Here's the view from our AirBnb apartment door.  Those lines you see are our dedicated clothes lines.  [Yes, very few use a laundry dryer and the washer, if you have one, is either in the kitchen or the bathroom.]  I'm told by our host that these corrales (private courtyards) were very common in the 16th century, but very few survive today.  This neighborhood, Lavapies, was "the walled-in "Juderie" - the medieval Jewish quarter until Jews were forced into exile or conversion in 1492."  It seems to be a very interesting, lively barrio and our location is within easy walking distance of most of the sites we want to see.  [Oh, and I must say that Madrid smells better to me so far than many parts of Alicante.  Perhaps it was the proximity of the sea or difficulties with sewage, but what a difference.]

The view from our door.  There is a black and white marble tiled walkway the width of the building with other apartments opening onto it.  Ours is a very tiny one bedroom, but it will work.

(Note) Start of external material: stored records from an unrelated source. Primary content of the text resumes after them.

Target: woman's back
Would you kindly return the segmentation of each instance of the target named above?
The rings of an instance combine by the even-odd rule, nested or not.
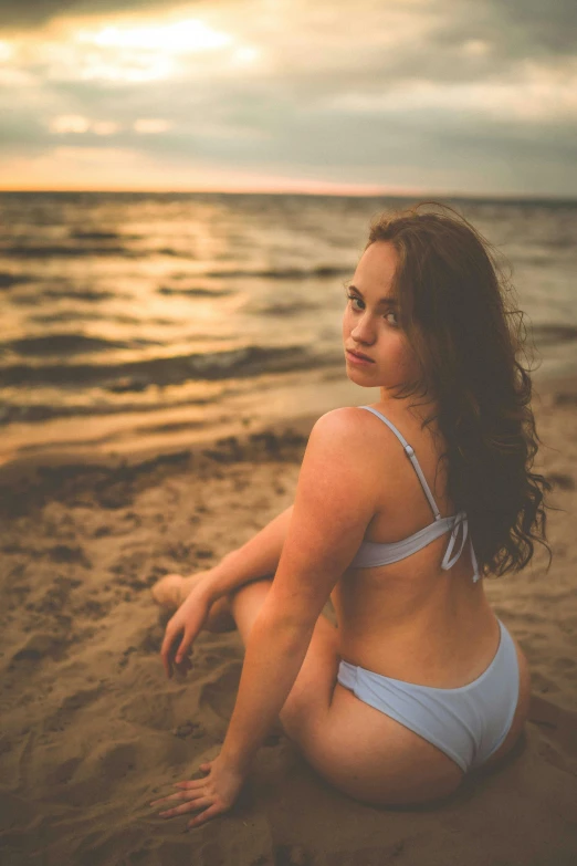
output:
[[[377,404],[374,408],[412,446],[441,518],[457,514],[445,489],[447,471],[440,459],[444,442],[439,431],[430,425],[422,428],[419,416],[402,406]],[[375,465],[375,489],[367,495],[374,497],[377,511],[365,542],[394,543],[427,526],[434,529],[432,505],[402,442],[373,413],[345,411],[358,416],[358,441]],[[352,449],[350,459],[356,453]],[[462,531],[461,526],[451,560],[461,547]],[[499,624],[482,581],[473,580],[471,545],[464,544],[450,568],[441,566],[450,544],[447,530],[395,562],[355,567],[353,561],[332,595],[344,659],[384,676],[439,688],[465,685],[483,672],[499,645]],[[370,552],[380,550],[390,551],[377,546]]]

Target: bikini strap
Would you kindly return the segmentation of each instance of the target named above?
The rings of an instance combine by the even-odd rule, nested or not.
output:
[[[423,489],[424,495],[426,495],[426,497],[427,497],[427,499],[429,500],[429,504],[430,504],[430,507],[431,507],[431,509],[432,509],[432,512],[433,512],[433,514],[434,514],[434,519],[436,519],[436,520],[441,520],[441,512],[440,512],[440,511],[439,511],[439,509],[437,508],[437,502],[436,502],[436,501],[434,501],[434,499],[433,499],[433,495],[432,495],[432,493],[431,493],[431,490],[430,490],[430,488],[429,488],[429,484],[427,483],[427,479],[424,478],[424,474],[423,474],[423,472],[422,472],[422,469],[421,469],[421,467],[419,466],[419,461],[417,460],[417,456],[416,456],[416,453],[415,453],[415,451],[413,451],[412,447],[409,445],[409,442],[408,442],[408,441],[405,439],[405,437],[402,436],[402,434],[401,434],[401,432],[399,432],[399,430],[397,430],[397,428],[395,427],[395,425],[394,425],[391,421],[389,421],[389,419],[388,419],[388,418],[386,418],[384,415],[381,415],[381,414],[380,414],[380,411],[378,411],[378,409],[374,409],[374,408],[373,408],[373,406],[358,406],[357,408],[359,408],[359,409],[367,409],[368,411],[371,411],[371,413],[373,413],[373,415],[376,415],[378,418],[380,418],[380,419],[381,419],[381,421],[385,421],[385,424],[387,425],[387,427],[389,427],[389,429],[391,429],[391,430],[392,430],[392,432],[395,434],[395,436],[397,437],[397,439],[398,439],[398,440],[400,441],[400,444],[402,445],[402,447],[403,447],[403,449],[405,449],[405,453],[407,455],[407,457],[408,457],[408,458],[409,458],[409,460],[411,461],[411,463],[412,463],[412,467],[413,467],[415,471],[417,472],[417,476],[418,476],[418,478],[419,478],[419,481],[421,482],[421,487],[422,487],[422,489]]]

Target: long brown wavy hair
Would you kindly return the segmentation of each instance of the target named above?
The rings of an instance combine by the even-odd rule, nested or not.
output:
[[[494,248],[438,201],[380,215],[367,247],[376,241],[397,251],[391,288],[420,365],[419,378],[392,396],[433,397],[423,426],[437,420],[448,445],[448,492],[466,511],[481,573],[521,571],[534,542],[547,549],[549,567],[544,491],[553,486],[532,471],[541,439],[521,361],[527,332]]]

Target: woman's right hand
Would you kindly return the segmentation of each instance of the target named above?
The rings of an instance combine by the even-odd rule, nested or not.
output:
[[[160,657],[169,679],[172,666],[181,674],[190,668],[188,650],[207,622],[213,601],[208,581],[199,581],[168,620]]]

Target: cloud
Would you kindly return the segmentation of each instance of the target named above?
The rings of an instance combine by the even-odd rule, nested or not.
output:
[[[577,194],[573,2],[29,3],[43,27],[0,42],[0,158]]]
[[[181,4],[182,0],[174,0],[168,7]],[[0,0],[0,30],[33,30],[65,15],[81,18],[155,8],[166,9],[167,3],[160,0]]]

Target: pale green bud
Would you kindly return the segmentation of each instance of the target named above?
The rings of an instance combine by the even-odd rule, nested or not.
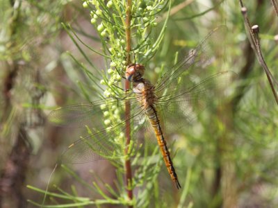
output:
[[[88,8],[88,3],[87,1],[84,1],[82,4],[83,8]]]
[[[105,125],[109,125],[111,123],[111,121],[110,121],[109,119],[104,120]]]
[[[113,70],[112,69],[108,69],[108,70],[107,70],[107,73],[108,74],[112,74],[112,73],[113,73],[113,72],[114,72],[114,70]]]
[[[99,26],[97,28],[97,31],[101,32],[104,29],[104,25],[102,24],[102,23],[101,23],[100,24],[99,24]]]

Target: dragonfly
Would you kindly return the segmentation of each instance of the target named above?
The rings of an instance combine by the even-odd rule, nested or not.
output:
[[[129,100],[131,105],[129,119],[135,135],[130,146],[138,146],[136,137],[139,134],[136,134],[136,131],[147,130],[140,132],[147,132],[150,139],[156,139],[172,180],[177,189],[181,188],[167,145],[166,132],[186,125],[186,123],[177,123],[177,115],[190,122],[193,117],[196,116],[195,110],[197,108],[197,113],[202,111],[208,100],[215,96],[214,89],[221,83],[227,83],[233,75],[232,71],[220,71],[196,81],[190,73],[195,68],[205,70],[213,62],[215,55],[210,44],[218,42],[219,35],[225,30],[225,26],[222,26],[211,31],[154,85],[143,78],[145,67],[134,63],[127,67],[125,76],[132,84],[131,92],[52,111],[49,119],[54,125],[85,128],[89,133],[70,145],[62,154],[61,161],[83,163],[124,157],[121,147],[125,145],[126,120],[121,116],[120,112],[124,112],[124,103]],[[106,119],[107,115],[114,116],[114,119]]]

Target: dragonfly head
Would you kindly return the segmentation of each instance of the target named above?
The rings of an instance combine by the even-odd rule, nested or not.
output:
[[[136,82],[144,75],[145,67],[139,64],[133,64],[126,67],[126,78],[129,82]]]

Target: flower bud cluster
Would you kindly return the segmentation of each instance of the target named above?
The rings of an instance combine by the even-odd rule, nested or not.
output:
[[[115,3],[117,2],[117,3]],[[152,47],[152,40],[148,33],[156,26],[155,15],[163,8],[167,1],[133,1],[131,8],[131,38],[133,53],[139,56]],[[126,1],[83,0],[83,6],[90,9],[90,22],[96,28],[104,46],[104,53],[110,56],[106,76],[100,84],[106,86],[106,97],[116,96],[121,87],[122,77],[126,69]],[[123,106],[106,103],[101,106],[104,124],[109,128],[120,120]],[[124,135],[122,135],[124,137]],[[122,137],[121,136],[121,137]],[[115,139],[121,140],[121,137]]]

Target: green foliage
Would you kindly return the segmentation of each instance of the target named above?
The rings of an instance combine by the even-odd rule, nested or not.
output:
[[[28,70],[22,71],[42,69],[40,72],[44,75],[43,80],[47,80],[47,84],[38,82],[35,88],[44,92],[47,88],[49,95],[45,100],[49,101],[52,98],[58,105],[65,105],[99,98],[117,98],[124,94],[122,88],[127,55],[126,1],[18,2],[22,4],[17,8],[12,8],[8,1],[0,3],[0,15],[3,19],[0,60],[6,65],[10,60],[15,63],[24,60],[26,63],[24,69]],[[146,145],[140,146],[138,152],[131,148],[126,156],[131,157],[133,174],[132,201],[128,198],[124,177],[126,157],[119,157],[109,161],[113,168],[107,169],[109,171],[106,172],[115,171],[114,180],[110,182],[104,179],[104,175],[110,173],[105,173],[104,175],[90,173],[88,177],[90,179],[84,179],[79,175],[82,171],[79,170],[84,164],[74,167],[63,164],[62,168],[58,168],[54,174],[44,207],[277,206],[278,112],[265,76],[256,57],[252,55],[252,50],[248,47],[238,3],[220,0],[202,3],[193,1],[185,4],[184,2],[181,0],[132,1],[132,46],[129,53],[132,61],[143,64],[147,69],[146,76],[155,83],[180,56],[187,54],[184,48],[189,51],[208,31],[224,24],[228,31],[215,42],[213,47],[216,64],[208,67],[206,71],[196,69],[190,76],[196,80],[202,80],[208,74],[231,70],[238,73],[238,76],[232,83],[227,83],[229,86],[225,93],[228,96],[215,94],[208,107],[197,114],[191,124],[185,123],[181,115],[177,115],[177,120],[172,121],[173,128],[177,132],[170,135],[167,139],[171,153],[174,155],[174,162],[181,190],[173,188],[158,148],[147,138]],[[274,35],[278,31],[278,18],[268,3],[260,1],[245,3],[248,3],[245,6],[250,21],[260,26],[262,52],[268,66],[277,78],[278,75],[274,69],[277,63],[277,47]],[[73,15],[67,17],[63,13]],[[80,17],[85,20],[81,21]],[[61,24],[60,21],[63,21]],[[94,30],[88,31],[88,28]],[[62,31],[66,35],[62,36]],[[49,51],[47,46],[58,38],[56,35],[60,32],[60,39],[68,37],[70,41],[67,44],[72,42],[74,47],[67,48],[69,51],[65,53],[62,44],[56,42],[56,47],[49,51],[50,53],[54,51],[57,57],[49,60],[44,55]],[[59,76],[59,73],[50,76],[49,71],[59,67],[66,78]],[[13,103],[17,104],[13,105],[20,105],[24,109],[47,109],[44,103],[33,103],[28,98],[26,92],[31,85],[28,81],[29,73],[20,73],[17,80],[12,97]],[[32,90],[29,91],[30,94],[34,94]],[[1,99],[1,103],[2,100]],[[221,100],[221,105],[216,105],[219,103],[218,100]],[[107,103],[102,106],[92,121],[102,128],[90,128],[89,125],[85,129],[86,134],[92,135],[122,121],[124,102],[119,101],[119,103],[111,105]],[[9,113],[6,116],[2,115],[3,112],[0,113],[1,120],[6,117],[1,123],[1,135],[8,135],[15,128],[13,125],[17,118],[16,112],[13,109],[7,112]],[[67,135],[62,132],[60,135],[65,135],[64,140],[67,144],[70,144],[70,139],[75,140],[83,133],[75,129],[70,130]],[[147,132],[139,132],[143,136],[147,135]],[[111,142],[107,144],[112,144],[110,147],[114,147],[112,149],[114,152],[102,153],[101,155],[108,159],[115,158],[117,154],[123,155],[125,148],[122,128],[115,128],[111,135],[105,135]],[[49,137],[46,138],[49,141],[51,138],[47,137]],[[61,141],[63,137],[59,137],[60,144],[54,146],[65,146]],[[176,141],[172,144],[174,140]],[[117,142],[117,146],[113,146],[112,142]],[[44,167],[43,162],[51,157],[56,159],[62,150],[57,148],[50,151],[46,148],[47,144],[42,145],[38,141],[33,144],[35,149],[42,150],[42,153],[33,159],[37,162],[32,164],[35,168],[32,168],[35,173],[39,173],[35,177],[46,181],[49,174],[45,173],[49,170],[42,168]],[[42,153],[44,151],[46,153]],[[102,167],[102,164],[98,162],[94,162],[97,163],[95,168]],[[33,187],[28,188],[35,191],[30,196],[34,193],[43,196],[44,188],[36,187],[44,187],[45,184],[37,185],[33,181],[34,175],[29,180],[29,184]],[[72,180],[68,180],[67,175]],[[52,184],[56,184],[55,191]],[[70,184],[70,187],[67,189],[65,184]],[[35,207],[41,206],[41,200],[38,198],[33,198],[30,202]]]

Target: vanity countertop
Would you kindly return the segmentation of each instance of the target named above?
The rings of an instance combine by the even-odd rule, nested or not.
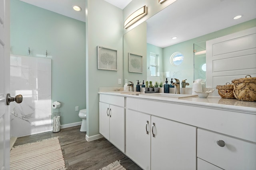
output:
[[[134,93],[122,93],[124,92],[123,91],[100,92],[98,93],[256,114],[256,102],[255,102],[242,101],[236,99],[224,99],[220,96],[209,96],[207,98],[199,98],[198,97],[196,97],[179,99],[174,98],[140,96],[139,94]]]

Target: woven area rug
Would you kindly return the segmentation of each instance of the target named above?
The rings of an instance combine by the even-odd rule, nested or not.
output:
[[[100,170],[126,170],[120,164],[120,162],[116,160],[111,163],[107,166],[100,169]]]
[[[10,170],[65,170],[58,137],[12,148]]]

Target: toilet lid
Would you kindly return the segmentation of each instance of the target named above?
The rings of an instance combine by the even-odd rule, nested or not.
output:
[[[82,109],[82,110],[80,110],[80,113],[86,113],[86,109]]]

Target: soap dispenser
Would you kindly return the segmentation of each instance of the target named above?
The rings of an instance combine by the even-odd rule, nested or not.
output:
[[[136,85],[136,92],[140,92],[140,82],[139,82],[138,80],[137,80],[137,81],[138,81],[138,82]]]
[[[169,93],[169,88],[170,86],[168,83],[168,81],[167,81],[167,78],[166,78],[166,80],[165,81],[165,84],[164,84],[164,92],[165,93]]]
[[[140,88],[140,92],[142,93],[145,93],[145,88],[146,86],[144,84],[144,80],[142,82],[142,84],[141,85],[141,88]]]
[[[143,80],[143,82],[142,82],[142,85],[141,85],[141,87],[146,87],[146,86],[144,84],[144,80]]]
[[[174,88],[174,86],[172,85],[172,84],[173,82],[172,81],[172,80],[171,80],[171,83],[170,84],[170,88]]]

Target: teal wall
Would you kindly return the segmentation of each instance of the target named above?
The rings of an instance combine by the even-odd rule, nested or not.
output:
[[[52,60],[52,100],[61,103],[61,124],[81,121],[75,107],[86,107],[85,23],[10,2],[11,54],[28,55],[29,47],[29,56],[44,57],[47,50]]]
[[[86,135],[93,137],[99,134],[99,88],[123,86],[122,10],[103,0],[86,2]],[[117,50],[117,71],[97,69],[98,45]]]
[[[194,43],[222,37],[255,26],[256,19],[164,48],[163,71],[169,72],[170,78],[176,78],[180,80],[187,79],[186,82],[190,84],[188,87],[192,87],[194,81]],[[184,58],[180,66],[175,66],[170,63],[170,58],[173,53],[177,51],[182,53]]]

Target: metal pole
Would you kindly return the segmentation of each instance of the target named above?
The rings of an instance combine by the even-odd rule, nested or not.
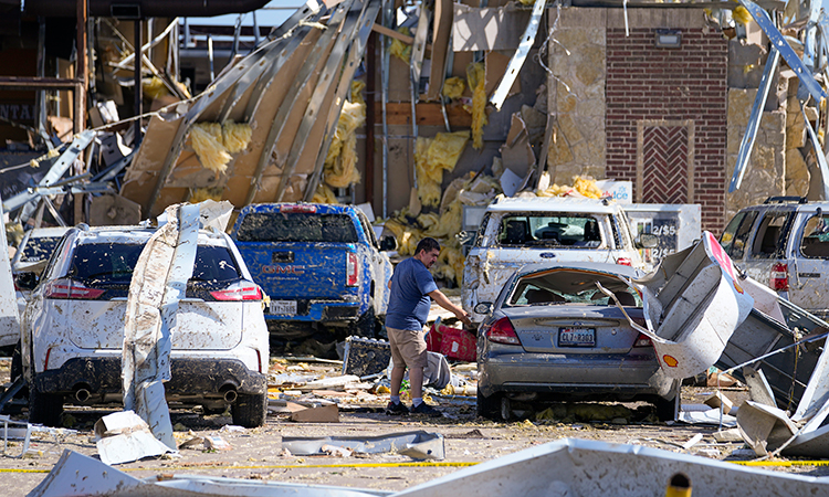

Of course, the first thing we did after settling in a little was to go for a meal and do a little shopping at the local mercado.  We made a rookie error at our first stop.  Using our pidgin Spanish, we ordered what we thought was two entrees and a shared vegetable dish.  However, we should have realized when the waiter playfully rolled his eyes taking our order, that each of those 3 items were family sized communal bowls to share.  So, needless to say, we unintentionally reinforced the stereotype of the overeating American; ordering too much, paying too much, and leaving too much food on the table.  Lesson learned.
However, the Jamon Iberico was delicious, salty, chewy, and divine. We didn't leave too much of this.

Well, I'm off to buy some new sandals or espadrilles.  I'm down to my comfortable hiking books because I literally wore out my sandals walking everywhere.  It's in the high eighties (degrees) here and these hiking boots just won't cut it.

Photos of Madrid tomorrow night.  Buenos noches!